Wewangian telah menjadi bagian tak terpisahkan dari kehidupan manusia. Namun, dalam Islam, beberapa hadis mengaitkan penggunaan parfum oleh perempuan dengan larangan yang cukup tegas, bahkan menggunakan ungkapan metaforis seperti “pezina.”
Apakah pemahaman ini harus diartikan secara harfiah?
Hadis yang kerap menjadi rujukan adalah riwayat dari Al-Asy’ari, di mana Rasulullah SAW bersabda:
أَيُّمَا امْرَأَةٍ اسْتَعْطَرَتْ فَمَرَّتْ عَلَى قَوْمٍ لِيَجِدُوا مِنْ رِيحِهَا فَهِيَ زَانِيَةٌ
“Perempuan mana saja yang memakai minyak wangi kemudian melintas pada suatu kaum agar mereka mencium baunya, maka ia adalah pezina.” (HR. An-Nasa’i)

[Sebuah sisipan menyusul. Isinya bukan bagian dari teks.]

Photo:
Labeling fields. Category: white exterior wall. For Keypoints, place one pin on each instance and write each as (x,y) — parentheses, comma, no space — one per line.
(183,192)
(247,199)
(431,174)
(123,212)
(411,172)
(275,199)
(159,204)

Hadis ini diperkuat oleh riwayat lain dengan redaksi serupa, seperti dari Abu Hurairah yang melarang perempuan berparfum. Rasulullah saw bersabda:
أَيُّمَا امْرَأَةٍ أَصَابَتْ بَخُورًا فَلَا تَشْهَدْ مَعَنَا الْعِشَاءَ الْآخِرَةَ
“Siapa pun wanita yang memakai parfum, maka janganlah dia hadir bersama kami dalam salat Isya yang akhir.” (HR. Muslim)
Menurut Ruslan Fariadi, Ketua Divisi Fatwa Majelis Tarjih dan Tajdid PP Muhammadiyah, hadis-hadis tersebut memiliki sanad yang valid, ditransmisikan oleh ulama kredibel seperti An-Nasa’i, At-Tirmidzi, dan Muslim.

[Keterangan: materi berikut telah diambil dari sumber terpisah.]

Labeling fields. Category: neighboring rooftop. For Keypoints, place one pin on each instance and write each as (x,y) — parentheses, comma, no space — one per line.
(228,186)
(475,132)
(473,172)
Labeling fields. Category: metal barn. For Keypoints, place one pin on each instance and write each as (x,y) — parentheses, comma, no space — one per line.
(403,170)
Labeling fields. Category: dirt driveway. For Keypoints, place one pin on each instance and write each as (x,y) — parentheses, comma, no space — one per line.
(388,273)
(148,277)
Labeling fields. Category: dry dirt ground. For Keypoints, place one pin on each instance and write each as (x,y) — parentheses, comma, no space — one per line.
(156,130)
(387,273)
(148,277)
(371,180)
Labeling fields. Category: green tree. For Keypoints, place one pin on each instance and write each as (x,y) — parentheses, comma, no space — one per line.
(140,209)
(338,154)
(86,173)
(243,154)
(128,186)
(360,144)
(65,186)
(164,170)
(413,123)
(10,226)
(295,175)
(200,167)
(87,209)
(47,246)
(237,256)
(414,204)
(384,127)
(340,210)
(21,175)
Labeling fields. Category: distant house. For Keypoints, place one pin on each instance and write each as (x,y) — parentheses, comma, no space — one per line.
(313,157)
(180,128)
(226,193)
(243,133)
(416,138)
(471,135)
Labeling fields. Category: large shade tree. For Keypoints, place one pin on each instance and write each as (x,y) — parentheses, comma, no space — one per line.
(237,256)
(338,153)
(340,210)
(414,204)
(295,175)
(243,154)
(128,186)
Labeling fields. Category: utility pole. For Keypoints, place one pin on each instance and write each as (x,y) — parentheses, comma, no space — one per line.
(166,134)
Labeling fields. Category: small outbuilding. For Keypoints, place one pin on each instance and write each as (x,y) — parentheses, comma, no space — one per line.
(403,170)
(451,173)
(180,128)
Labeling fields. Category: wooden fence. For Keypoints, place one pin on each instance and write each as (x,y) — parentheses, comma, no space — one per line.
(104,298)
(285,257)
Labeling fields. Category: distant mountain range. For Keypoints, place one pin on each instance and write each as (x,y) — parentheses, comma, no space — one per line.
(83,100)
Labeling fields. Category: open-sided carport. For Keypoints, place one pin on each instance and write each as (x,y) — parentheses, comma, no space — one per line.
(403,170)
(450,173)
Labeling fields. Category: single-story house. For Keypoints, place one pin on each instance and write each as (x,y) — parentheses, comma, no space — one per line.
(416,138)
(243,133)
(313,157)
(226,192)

Namun, memahami validitas hadis saja tidak cukup. Isi atau matan hadis memerlukan telaah mendalam agar sesuai dengan penerapan di kehidupan modern.
Frasa “pezina” dalam hadis ini sering dianggap metafora (kinayah), bukan bermakna harfiah.
Mayoritas ulama memahaminya sebagai peringatan terhadap tindakan yang mendekati dosa besar seperti zina, terutama jika ada motif tertentu, misalnya memamerkan aroma parfum untuk menarik perhatian lawan jenis.
Ini sejalan dengan hadis lain yang menyatakan: “Setiap mata (berpotensi) berzina.” (HR. At-Tirmidzi)
Motif menjadi kunci dalam memahami larangan ini. Frasa “melintas pada suatu kaum agar mereka mencium baunya” menunjukkan adanya unsur kesengajaan untuk menarik perhatian.
Jika parfum digunakan tanpa motif menggoda, apalagi dalam konteks yang terhormat seperti menjaga kebersihan dan keharuman tubuh di depan keluarga, penggunaannya justru dianjurkan.
Konsep ‘illat hukum (sebab hukum) juga penting. Dalam konteks sosial masa Nabi, seperti jalanan yang gelap saat salat isya, perempuan lebih rentan terhadap bahaya. Larangan ini dapat dipahami sebagai langkah protektif.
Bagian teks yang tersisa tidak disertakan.